5. The method of claim 1, wherein the dementia is cortical vascular dementia.

6. The method according to claim 5, wherein said dementia is multi-infarct dementia.

7. The method according to claim 5, wherein said dementia is caused by ischemia.

8. The method according to claim 5, wherein said dementia is not caused by hemorrhage.

9. A method of treating a patient with wandering due to vascular dementia comprising treating said patient with a therapeutically effective amount of fasudil.

10. The method of claim 10, wherein the vascular dementia is not Binswanger’s disease or lacunar dementia.

11. The method of claim 10, where said patient has not previously been treated with fasudil for chronic stroke.

12. The method of claim 10, wherein the vascular dementia is due to hemorrhagic stroke without ischemic stroke infarcts.

13. A method of treating a patient with wandering due to dementia comprising treating said patient with a therapeutically effective amount of fasudil.

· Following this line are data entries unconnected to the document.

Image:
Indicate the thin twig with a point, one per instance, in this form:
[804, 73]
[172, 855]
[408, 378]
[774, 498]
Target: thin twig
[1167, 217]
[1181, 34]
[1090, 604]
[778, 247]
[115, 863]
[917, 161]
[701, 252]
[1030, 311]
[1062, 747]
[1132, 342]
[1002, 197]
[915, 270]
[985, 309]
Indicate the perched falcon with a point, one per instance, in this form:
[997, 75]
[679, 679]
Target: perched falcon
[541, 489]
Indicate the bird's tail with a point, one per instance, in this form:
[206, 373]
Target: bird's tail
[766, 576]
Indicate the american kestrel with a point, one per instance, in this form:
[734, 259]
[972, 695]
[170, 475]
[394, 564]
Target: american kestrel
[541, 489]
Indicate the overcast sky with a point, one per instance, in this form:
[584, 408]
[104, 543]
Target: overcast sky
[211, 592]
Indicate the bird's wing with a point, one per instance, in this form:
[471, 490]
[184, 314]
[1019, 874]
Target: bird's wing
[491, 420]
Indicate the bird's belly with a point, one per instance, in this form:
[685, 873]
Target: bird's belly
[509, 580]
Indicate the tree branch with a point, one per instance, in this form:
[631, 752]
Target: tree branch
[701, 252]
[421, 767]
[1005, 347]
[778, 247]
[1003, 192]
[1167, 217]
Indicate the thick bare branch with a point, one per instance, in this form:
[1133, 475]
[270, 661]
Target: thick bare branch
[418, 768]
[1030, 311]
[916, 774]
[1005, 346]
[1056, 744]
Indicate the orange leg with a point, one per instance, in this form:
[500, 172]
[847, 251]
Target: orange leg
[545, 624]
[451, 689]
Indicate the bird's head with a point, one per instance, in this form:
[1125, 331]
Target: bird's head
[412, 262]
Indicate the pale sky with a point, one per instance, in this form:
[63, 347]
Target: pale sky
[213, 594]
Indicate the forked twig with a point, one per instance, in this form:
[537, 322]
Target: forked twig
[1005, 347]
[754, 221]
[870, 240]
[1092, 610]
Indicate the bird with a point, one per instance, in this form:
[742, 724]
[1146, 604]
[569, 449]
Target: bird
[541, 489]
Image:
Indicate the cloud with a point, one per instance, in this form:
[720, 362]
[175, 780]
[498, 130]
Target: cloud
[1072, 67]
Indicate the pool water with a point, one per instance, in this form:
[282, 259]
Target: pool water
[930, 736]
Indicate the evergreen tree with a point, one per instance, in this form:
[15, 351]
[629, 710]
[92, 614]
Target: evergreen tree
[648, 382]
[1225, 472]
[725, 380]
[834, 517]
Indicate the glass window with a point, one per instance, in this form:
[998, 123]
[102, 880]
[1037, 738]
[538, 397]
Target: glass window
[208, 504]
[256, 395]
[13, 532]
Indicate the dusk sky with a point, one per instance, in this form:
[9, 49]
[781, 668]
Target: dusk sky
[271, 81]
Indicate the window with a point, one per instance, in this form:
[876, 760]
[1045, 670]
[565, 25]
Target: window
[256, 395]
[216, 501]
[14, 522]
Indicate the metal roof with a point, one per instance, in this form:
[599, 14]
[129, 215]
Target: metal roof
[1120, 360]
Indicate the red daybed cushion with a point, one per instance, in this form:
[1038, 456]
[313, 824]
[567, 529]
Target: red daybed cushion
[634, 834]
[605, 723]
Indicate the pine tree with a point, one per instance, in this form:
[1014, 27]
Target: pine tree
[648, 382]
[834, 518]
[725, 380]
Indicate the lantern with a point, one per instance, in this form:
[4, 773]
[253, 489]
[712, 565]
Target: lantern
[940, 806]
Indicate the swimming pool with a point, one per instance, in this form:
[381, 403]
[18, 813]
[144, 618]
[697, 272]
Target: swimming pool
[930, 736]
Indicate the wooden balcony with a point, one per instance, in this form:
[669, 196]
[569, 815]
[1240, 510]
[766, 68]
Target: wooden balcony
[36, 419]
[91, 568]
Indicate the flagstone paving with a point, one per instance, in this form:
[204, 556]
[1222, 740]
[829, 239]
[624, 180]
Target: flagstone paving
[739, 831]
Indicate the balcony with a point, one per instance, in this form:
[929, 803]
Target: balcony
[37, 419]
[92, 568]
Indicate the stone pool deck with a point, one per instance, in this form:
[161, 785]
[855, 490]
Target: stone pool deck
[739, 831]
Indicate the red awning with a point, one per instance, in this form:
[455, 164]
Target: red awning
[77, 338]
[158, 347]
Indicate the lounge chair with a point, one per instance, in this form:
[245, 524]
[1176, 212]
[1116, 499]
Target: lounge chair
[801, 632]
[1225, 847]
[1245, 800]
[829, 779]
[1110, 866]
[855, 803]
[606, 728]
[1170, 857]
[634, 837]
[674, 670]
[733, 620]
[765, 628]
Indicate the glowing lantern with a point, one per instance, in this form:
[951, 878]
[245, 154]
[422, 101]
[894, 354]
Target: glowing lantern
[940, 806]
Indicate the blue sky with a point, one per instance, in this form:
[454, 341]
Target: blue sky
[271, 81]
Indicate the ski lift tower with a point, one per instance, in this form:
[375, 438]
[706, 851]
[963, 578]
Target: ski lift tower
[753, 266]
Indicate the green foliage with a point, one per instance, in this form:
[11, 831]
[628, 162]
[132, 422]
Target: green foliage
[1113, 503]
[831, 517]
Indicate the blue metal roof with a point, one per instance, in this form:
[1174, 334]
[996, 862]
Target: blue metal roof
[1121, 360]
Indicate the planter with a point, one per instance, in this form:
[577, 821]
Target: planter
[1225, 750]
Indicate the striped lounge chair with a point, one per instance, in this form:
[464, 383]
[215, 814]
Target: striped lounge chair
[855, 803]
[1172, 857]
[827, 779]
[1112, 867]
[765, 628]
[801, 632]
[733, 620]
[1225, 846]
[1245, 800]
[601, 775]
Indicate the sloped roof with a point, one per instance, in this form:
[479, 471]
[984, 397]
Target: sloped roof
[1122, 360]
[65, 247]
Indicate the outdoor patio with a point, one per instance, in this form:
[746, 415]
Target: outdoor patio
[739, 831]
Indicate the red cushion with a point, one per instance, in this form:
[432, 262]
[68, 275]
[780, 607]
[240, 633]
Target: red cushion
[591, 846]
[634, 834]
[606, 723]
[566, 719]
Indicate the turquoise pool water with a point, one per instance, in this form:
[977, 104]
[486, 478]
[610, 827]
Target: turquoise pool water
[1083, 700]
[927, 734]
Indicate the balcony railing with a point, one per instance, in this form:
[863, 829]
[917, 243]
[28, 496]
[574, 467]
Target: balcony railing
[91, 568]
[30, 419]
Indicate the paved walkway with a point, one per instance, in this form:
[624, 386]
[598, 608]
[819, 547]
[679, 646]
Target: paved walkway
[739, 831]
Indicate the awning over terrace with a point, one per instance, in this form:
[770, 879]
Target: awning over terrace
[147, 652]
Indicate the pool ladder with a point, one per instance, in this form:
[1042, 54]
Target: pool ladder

14. The method of claim 13, wherein the patient does not display a wayfinding defect.

15. The method of claim 13, wherein the patient engages in elopement, escape or boundary transgressions.

16. The method according to claim 13, wherein the patient is a sporadic wanderer.

17. A method of treating a patient with wandering dementia, wherein the patient is a persistent wanderer who is in motion at least 20% of waking hours, comprising treating said patient with a therapeutically effective amount of fasudil.

18. The method according to claim 1, wherein the patient does not have subcortical dementia.

19. The method of claim 1, wherein the patient does not have pseudobulbar affect.